When she got the call that her childhood home had been destroyed, she said she first panicked.

“This is where I grew up. This is where I left my stuff. That’s my room,” Sita said. “This is my house. I always thought it was going to be here forever.”

After reeling from the loss of her old home, she went into survival mode trying to find ways to help.

Before the storm hit, the family was already going through financial struggles. About a month ago, Sita decided to create a GoFundMe page to raise funds for her mother’s cancer treatment and care. She said she never published it because she didn’t want to ask for money.
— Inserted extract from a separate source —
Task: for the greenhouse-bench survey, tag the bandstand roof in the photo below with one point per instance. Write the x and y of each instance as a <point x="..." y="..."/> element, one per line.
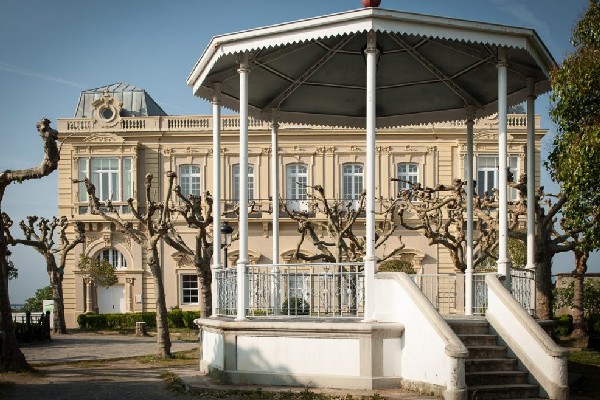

With the storm potentially costing her family thousands of dollars to get back to their normal life, Sita decided to publish the page asking contributors to help raise funds for a new home for her mother and brother.

The family’s goal is to raise $10,000 and the page has already received $2,035 in contributions in the first day of it’s publishing.

Sita said she only has a month to find her family a new home since she is planning to move to Chicago after graduation for an internship.

“Neighbors I’ve never met are coming and giving me money,” Alina Mitchell said. “I’m beside myself.”

Alina Mitchell, 62, sorts through the debris in her kitchen after a tree crashed through the roof on Friday morning.